The way in which CRM leads can be scored has come a long way.
Before marketing automation became popular, lead scoring in CRM was a calculation based on user-maintained values in various fields. For example, if a salesperson selected “Hot” from the Rating picklist field, this would increase the score for the lead.
In this post, we wrote about examples of explicit lead scoring.
One problem with this type of lead scoring is that it’s after-the-fact. In other words, a salesperson could spend a lot of time trying to contact a lead, manually research a lead’s demographics & firmographics and then update a lead’s data fields — only to determine that the lead is in fact, someone who is very unlikely to purchase a product or service.
Marketing Automation System Lead Scoring
When marketing automation (MA) systems came along, lead scoring became a function of not only demographic and firmographic behavior, but also of a website visitor’s behavior.
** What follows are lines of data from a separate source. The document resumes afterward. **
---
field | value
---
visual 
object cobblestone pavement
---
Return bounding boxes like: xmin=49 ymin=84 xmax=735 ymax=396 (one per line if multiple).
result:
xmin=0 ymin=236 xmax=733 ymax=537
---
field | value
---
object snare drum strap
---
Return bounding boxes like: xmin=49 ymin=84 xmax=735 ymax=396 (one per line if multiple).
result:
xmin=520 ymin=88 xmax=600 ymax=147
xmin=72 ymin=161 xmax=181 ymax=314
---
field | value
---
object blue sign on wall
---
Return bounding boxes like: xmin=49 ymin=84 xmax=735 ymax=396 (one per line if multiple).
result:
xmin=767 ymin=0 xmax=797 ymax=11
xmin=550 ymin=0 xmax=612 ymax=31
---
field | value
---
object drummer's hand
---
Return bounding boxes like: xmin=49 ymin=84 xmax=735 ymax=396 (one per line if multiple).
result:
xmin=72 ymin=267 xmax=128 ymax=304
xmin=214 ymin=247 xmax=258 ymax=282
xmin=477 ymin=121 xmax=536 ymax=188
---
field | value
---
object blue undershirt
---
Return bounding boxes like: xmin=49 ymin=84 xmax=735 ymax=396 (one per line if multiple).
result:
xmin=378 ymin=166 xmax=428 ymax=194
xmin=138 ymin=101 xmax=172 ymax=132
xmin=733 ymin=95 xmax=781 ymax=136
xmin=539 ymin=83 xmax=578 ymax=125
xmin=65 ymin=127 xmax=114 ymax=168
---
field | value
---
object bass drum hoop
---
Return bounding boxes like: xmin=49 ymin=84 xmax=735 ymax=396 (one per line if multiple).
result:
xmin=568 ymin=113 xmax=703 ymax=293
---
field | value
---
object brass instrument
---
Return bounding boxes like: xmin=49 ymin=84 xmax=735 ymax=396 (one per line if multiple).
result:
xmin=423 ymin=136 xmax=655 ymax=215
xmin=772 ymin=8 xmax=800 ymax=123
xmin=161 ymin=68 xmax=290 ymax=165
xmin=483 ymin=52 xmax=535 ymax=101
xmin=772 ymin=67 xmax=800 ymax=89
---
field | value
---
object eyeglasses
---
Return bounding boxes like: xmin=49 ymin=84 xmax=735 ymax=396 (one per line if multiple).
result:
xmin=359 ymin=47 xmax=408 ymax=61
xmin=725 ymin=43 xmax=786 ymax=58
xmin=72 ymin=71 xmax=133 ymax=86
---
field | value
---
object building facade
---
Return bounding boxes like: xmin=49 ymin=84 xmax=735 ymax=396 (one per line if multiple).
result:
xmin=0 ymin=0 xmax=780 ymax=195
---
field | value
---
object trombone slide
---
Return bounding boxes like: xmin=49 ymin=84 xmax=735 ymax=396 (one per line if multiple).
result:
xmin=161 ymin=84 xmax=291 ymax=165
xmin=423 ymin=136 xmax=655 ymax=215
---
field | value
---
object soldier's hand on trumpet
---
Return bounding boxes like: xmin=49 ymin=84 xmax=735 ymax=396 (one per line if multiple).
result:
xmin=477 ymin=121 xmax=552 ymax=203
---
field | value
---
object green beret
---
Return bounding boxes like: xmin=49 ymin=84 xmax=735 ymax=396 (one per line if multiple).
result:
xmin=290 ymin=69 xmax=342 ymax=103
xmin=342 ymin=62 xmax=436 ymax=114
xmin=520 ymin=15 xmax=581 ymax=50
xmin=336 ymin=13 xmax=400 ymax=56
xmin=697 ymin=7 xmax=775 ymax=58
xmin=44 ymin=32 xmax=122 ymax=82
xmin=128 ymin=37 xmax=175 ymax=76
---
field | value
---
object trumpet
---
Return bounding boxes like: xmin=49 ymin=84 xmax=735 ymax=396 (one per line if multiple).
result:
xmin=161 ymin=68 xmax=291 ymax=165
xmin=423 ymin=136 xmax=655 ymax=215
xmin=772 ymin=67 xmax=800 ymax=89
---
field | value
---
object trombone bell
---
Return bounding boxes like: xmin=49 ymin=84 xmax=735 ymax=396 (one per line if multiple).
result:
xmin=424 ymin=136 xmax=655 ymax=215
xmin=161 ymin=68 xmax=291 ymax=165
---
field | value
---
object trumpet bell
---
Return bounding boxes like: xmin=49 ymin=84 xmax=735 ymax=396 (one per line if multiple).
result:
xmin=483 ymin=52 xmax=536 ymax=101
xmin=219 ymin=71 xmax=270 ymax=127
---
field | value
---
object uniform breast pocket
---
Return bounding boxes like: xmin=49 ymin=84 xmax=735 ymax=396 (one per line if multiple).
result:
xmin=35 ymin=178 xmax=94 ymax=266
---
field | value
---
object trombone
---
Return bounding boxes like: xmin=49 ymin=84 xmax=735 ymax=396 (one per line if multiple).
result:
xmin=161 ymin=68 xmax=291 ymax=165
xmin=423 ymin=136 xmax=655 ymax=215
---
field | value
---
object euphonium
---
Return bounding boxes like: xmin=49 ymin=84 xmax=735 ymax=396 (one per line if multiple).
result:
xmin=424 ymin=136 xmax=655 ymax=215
A good example of where MA lead scoring works well is if a site visitor watches more than a certain percentage of a specific video, the visitor’s lead score goes up. In Pardot’s scoring rules for example, if a visitor watches over 75+ of a Wistia video, a certain number of points can be automatically added to their lead score.
This is very useful engagement information for a salesperson. Depending on the video content, there may even be strong correlation between percentage of the video watched and the likelihood of that visitor to ultimately convert to a customer. However, this metric normally won’t be a strong indicator of how much the visitor’s company will ultimately spend if they become a customer.
A downside to MA lead scoring is that visitors who view a large number of pages on your website will typically get points added to their score. The more pages viewed, the higher the score. But visitors with this type of behavior may simply be “lookie loos” who will be very unlikely to convert to customers.
Neither of of the above lead scoring methods factor in external intelligence about the site visitor or the visitor’s organization.
Enter Predictive Lead Scoring
Predictive lead scoring has turned lead scoring into a science – literally. Companies like Infer have hired PhD-level data scientists to automatically scour the internet for relevant data points.
According to Infer, “predictive lead scoring is an automated, data-driven way for businesses to determine which prospects are most likely to convert, and which are going to have the biggest revenue impact.”
If a site visitor who converts to a lead enters their corporate email address, a lot of signals can be gathered based on the visitor’s domain. Just a few example of these signals are: employee count, social presence, website traffic, job postings — and even which technology vendors the visitor’s company uses.
As an edge case example, if your company sells a Google Apps add-on, a lead whose organization uses Office 365 won’t purchase your product unless you can get them to convert to Google Apps.
In more standard cases, the information can be used by salespeople to focus their efforts on the marketing qualified leads that are most likely to convert to customers and/or be most likely to generate high revenue. Also, marketers can determine which drip programs to add leads to or who to target for upcoming events.
Predictive lead scoring is also a win for site visitors. If a visitor is not a well qualified buyer and was simply kicking tires, they’ll receive fewer email communications and phone calls — or none at all.
Another predictive lead scoring vendor is Fliptop. On the surface, Fliptop’s offering has a lot in common with that of Infer’s. If sales intelligence applications are any level of indicator, the difference between these vendors may be in the accuracy of their data.
What Internal Systems Are Need to Support Predictive Lead Scoring?
Predictive lead scoring systems can work in conjunction with CRM only or they can work in tandem with both a CRM system and a marketing automation system.
If a lead is created through even a basic lead form (vs. through an MA system form), the email address can be used to reach out into the world of big data and pull back a score into the CRM system. Existing CRM records can also be back-filled with a predictive lead score.
The benefit to having both a CRM system and a marketing automation system in place is that marketers can much better leverage the predictive score via MA system functionality.
While the vendors don’t explicitly state the following, it seems as though the pre-supposition of predictive lead scoring is that an organization generates a high volume of leads relative to the size of its sales team. So, the higher the relative lead volume, the more value a predictive lead scoring system will deliver.
As the number of companies that adopt inbound marketing and marketing automation strategies increases, this should also increase the addressable market for predictive lead scoring vendors.